Allah Teâlâ şöyle buyurur: “Kadınlarla iyi geçinin.” (Nisâ, 4/19) Rasulullah (s.a.s.)’de şöyle bildirmektedir: “Mü’minlerin iman yönünden en mükemmel olanı, ahlâken en iyi olanıdır ve sizin en hayırlınız da kadınlara karşı en iyi davrananızdır.”1 “En güzel dünya nimeti, insanın sahip olabileceği nimetlerin en hayırlısı: Zikreden dil, şükreden kalp ve insanın iman doğrultusunda (müslümanca) yaşamasına yardımcı olan kadındır.”2 “Bir kimse, karısına kin beslemesin. Onun bir huyunu beğenmezse, bir başka huyunu beğenir.”3 Esasen hiçbir insan kusursuz ve mükemmel değildir. Dolayısıyla “kusursuz dost arayan dostsuz kalır” atasözünü aklımızdan çıkarmayalım. Bizlerin eşlerimiz için bir elbise, onların da bizim için bir elbise olduğunu ve birbirimizi tamamladığımızı unutmayalım. (Bakara, 2/1879)

Herkese ve özellikle eşimize karşı nazik ve kibar olalım. Onları asla incitmeyelim. Aile yuvasında üstlendiğimiz sorumluluğu yerine getirelim. Televizyon ve internetten daha ziyade eşimize ve çocuklarımıza zaman ayıralım. Onlarla nitelikli ve kaliteli zaman geçirelim. Şu fani dünyada eşlerimize karşı daima merhametli ve şefkatli olalım.Eşler arasındaki güzel geçimin, mutluluğun formülü 5 S’de gizlidir: Sevgi, saygı, sadakat,  sabır ve sorumluluk. Bu hususlara dikat edildiğinde mutlu, huzurlu bir aile ortamı olur. Bu 5 S’yi kısaca izah etmeye çalışalım:

1- Sevgi

Sevgi; sevme duygusu, bir kimseye veya bir şeye muhabbet besleme hissi! Sevgi, insanlarda doğuştan bulunan fıtrî bir duygudur. Sevgi; insanın, harcandıkça çoğalan tek sermayesidir. Sevgi, huzur ve mutluluktur.
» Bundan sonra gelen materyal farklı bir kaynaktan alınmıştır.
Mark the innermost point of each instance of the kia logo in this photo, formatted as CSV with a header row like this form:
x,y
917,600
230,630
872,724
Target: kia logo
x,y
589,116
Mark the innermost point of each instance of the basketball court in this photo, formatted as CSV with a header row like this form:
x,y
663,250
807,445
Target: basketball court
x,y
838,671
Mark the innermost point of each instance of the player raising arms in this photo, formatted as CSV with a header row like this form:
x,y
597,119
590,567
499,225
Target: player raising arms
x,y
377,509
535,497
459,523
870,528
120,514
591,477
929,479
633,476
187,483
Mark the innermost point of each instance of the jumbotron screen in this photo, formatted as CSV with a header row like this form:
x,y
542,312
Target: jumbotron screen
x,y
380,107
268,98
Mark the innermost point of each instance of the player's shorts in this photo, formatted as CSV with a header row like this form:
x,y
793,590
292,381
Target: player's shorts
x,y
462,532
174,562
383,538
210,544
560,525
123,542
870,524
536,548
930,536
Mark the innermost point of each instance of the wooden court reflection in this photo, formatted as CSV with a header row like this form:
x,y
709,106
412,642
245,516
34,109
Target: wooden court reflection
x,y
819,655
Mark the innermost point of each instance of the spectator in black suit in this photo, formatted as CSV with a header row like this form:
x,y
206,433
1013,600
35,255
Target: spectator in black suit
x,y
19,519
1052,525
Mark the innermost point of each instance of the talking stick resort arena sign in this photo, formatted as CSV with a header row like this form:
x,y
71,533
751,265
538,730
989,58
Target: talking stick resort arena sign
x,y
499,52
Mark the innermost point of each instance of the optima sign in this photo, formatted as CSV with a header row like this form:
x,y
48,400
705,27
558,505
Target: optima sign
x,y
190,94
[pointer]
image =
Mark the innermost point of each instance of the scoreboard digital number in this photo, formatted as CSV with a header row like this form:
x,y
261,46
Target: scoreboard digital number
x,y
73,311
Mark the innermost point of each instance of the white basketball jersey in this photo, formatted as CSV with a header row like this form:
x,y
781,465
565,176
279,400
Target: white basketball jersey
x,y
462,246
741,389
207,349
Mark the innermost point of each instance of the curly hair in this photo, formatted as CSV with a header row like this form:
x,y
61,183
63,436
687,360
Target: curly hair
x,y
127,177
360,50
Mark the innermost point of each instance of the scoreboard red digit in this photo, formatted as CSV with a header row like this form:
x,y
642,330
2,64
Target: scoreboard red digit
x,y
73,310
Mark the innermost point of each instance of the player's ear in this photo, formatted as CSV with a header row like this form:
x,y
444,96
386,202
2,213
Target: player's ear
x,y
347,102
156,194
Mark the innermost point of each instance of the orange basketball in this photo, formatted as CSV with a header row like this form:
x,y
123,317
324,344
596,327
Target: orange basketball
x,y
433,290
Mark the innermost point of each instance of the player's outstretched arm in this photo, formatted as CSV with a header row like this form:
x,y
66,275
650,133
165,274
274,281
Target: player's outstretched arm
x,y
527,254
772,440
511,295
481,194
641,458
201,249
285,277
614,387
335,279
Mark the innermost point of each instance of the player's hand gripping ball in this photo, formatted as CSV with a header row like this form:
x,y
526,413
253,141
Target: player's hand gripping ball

Sevgi ile insanların kalpleri birleşir ve huzur bulur.  Sevgi ile topluma huzur ve barış gelir.  Kur’an sevginin huzur ve mutluluk vereceğini bildirir.“Huzura kavuşmanız için size kendi cinsinizden eşler yaratması ve aranıza sevgi ve merhamet koyması, Allah’ın âyetlerinden (O’nun varlığı, birliği ve yüceliğine dair işaretlerden)dir.”( Rûm, 30/21) Sevgi, Allah’ın insanlara verdiği en büyük nimetlerden biridir. Allah, insan fıtratını sevmekten ve sevilmekten zevk alacak, dostluktan ve yakınlıktan hoşlanacak şekilde yaratmıştır. Her insan doğal olarak sevmek ve sevilmek ister, bu Allah’ın insana bahşetmiş olduğu en güzel hediyelerden biridir.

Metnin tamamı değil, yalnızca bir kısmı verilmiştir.